A company’s database is the physical and conceptual manifestation of its entire operation. The elements that make these databases are worth much more than the cost of the hardware that supports them: their actual value includes, among other things: customers’ financial information, the company’s most closed trade secrets and it’s future plans.
For individuals, the importance of securing rightful and safe custodianship of vital data is no less serious. In 2017, according to findings published in Javelin Strategy and Research, 16.7 million people fell victim to identity fraud. Breaches such as the one at Equifax in September 2017 highlighted how sensitive information, such as the Tax IDs and driver’s licenses entrusted to organizations, can be leaked when entrusted to poor data protection and security practices.
Responsibilities of a data
If we resort to industry definitions, a data custodian is concerned with the basic storage and transportation of the data rather than what’s inside the data set. A data steward, on the other hand, has the obligation to scrutinise the data contents in line with business rules. The difference between the two, therefore, is that the prior applies the technical environment against data structure while the latter has the additional duty to regulate what is being stored. Facebook, Twitter and Instagram are, in essence, data stewards.
Many small businesses are forced into being cost-conscious, and their decisions (or lack of) around data custody may eventually translate to long-term losses. .
- The most common mistake is the failure to devise formal business rules to define the process of data custody and management.
- The second common mistake is engagement of low-end or unqualified custodianship. The risk is magnified when grave security concerns are met with cheap solutions. Assigning someone who is not experienced can leave the business liable to severe damages through negligence.

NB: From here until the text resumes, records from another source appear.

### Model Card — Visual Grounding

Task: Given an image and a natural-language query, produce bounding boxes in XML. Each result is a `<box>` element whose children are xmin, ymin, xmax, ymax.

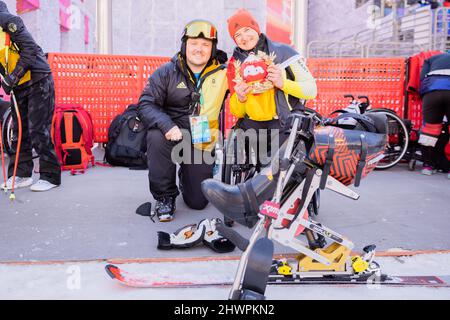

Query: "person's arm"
<box><xmin>282</xmin><ymin>60</ymin><xmax>317</xmax><ymax>100</ymax></box>
<box><xmin>230</xmin><ymin>93</ymin><xmax>246</xmax><ymax>119</ymax></box>
<box><xmin>0</xmin><ymin>12</ymin><xmax>39</xmax><ymax>79</ymax></box>
<box><xmin>138</xmin><ymin>67</ymin><xmax>176</xmax><ymax>135</ymax></box>
<box><xmin>420</xmin><ymin>59</ymin><xmax>431</xmax><ymax>82</ymax></box>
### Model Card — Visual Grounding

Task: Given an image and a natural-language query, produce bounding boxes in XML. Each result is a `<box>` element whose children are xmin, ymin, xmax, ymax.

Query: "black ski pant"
<box><xmin>147</xmin><ymin>129</ymin><xmax>214</xmax><ymax>210</ymax></box>
<box><xmin>8</xmin><ymin>75</ymin><xmax>61</xmax><ymax>185</ymax></box>
<box><xmin>236</xmin><ymin>118</ymin><xmax>289</xmax><ymax>171</ymax></box>
<box><xmin>422</xmin><ymin>90</ymin><xmax>450</xmax><ymax>168</ymax></box>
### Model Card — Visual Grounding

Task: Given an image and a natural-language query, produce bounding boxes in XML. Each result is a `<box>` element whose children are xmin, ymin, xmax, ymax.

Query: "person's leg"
<box><xmin>180</xmin><ymin>148</ymin><xmax>214</xmax><ymax>210</ymax></box>
<box><xmin>8</xmin><ymin>95</ymin><xmax>33</xmax><ymax>182</ymax></box>
<box><xmin>147</xmin><ymin>129</ymin><xmax>179</xmax><ymax>200</ymax></box>
<box><xmin>28</xmin><ymin>76</ymin><xmax>61</xmax><ymax>186</ymax></box>
<box><xmin>419</xmin><ymin>91</ymin><xmax>444</xmax><ymax>175</ymax></box>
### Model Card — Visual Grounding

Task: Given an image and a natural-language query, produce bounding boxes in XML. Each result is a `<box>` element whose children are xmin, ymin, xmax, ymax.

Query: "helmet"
<box><xmin>181</xmin><ymin>20</ymin><xmax>217</xmax><ymax>58</ymax></box>
<box><xmin>182</xmin><ymin>20</ymin><xmax>217</xmax><ymax>41</ymax></box>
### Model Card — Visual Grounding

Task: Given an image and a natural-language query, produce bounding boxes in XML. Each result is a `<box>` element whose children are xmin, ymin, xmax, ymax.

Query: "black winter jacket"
<box><xmin>139</xmin><ymin>51</ymin><xmax>227</xmax><ymax>135</ymax></box>
<box><xmin>0</xmin><ymin>1</ymin><xmax>51</xmax><ymax>88</ymax></box>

Taking data custody seriously
The after effects of a breach may not be immediately felt. In fact, it may take months or several years before the effects of poor custodianship are exp ringed by an organization or individual. Taking a holistic approach to data custody can avoid any such long-term setbacks.
- Recycling of data storage devices should be met with great care. Physical storage hardware may be disposed, but the data can be still salvaged from its components. Proper certifications of the disposals should be visualized in order to avoid surprises. For individual users, destruction of old hard drives should be carried out after wiping them clean.
- Companies and individuals should not take data related terms and conditions casually; be it the disclaimer box prior to signing up for an online file sharing service or the licenses for a cloud-based ERP, all forays into data custodianship – formal or informal – must be taken seriously.
- Regardless of the circumstances, applying an efficient chain of custody strategy during a server replacement or other maintenance excercises is essential.
Taking data custody seriously is fundamental to the long term viability of any organisational strategy; a company not only holds information critical to its own success, but it also possesses the personal data of it’s customers and partners.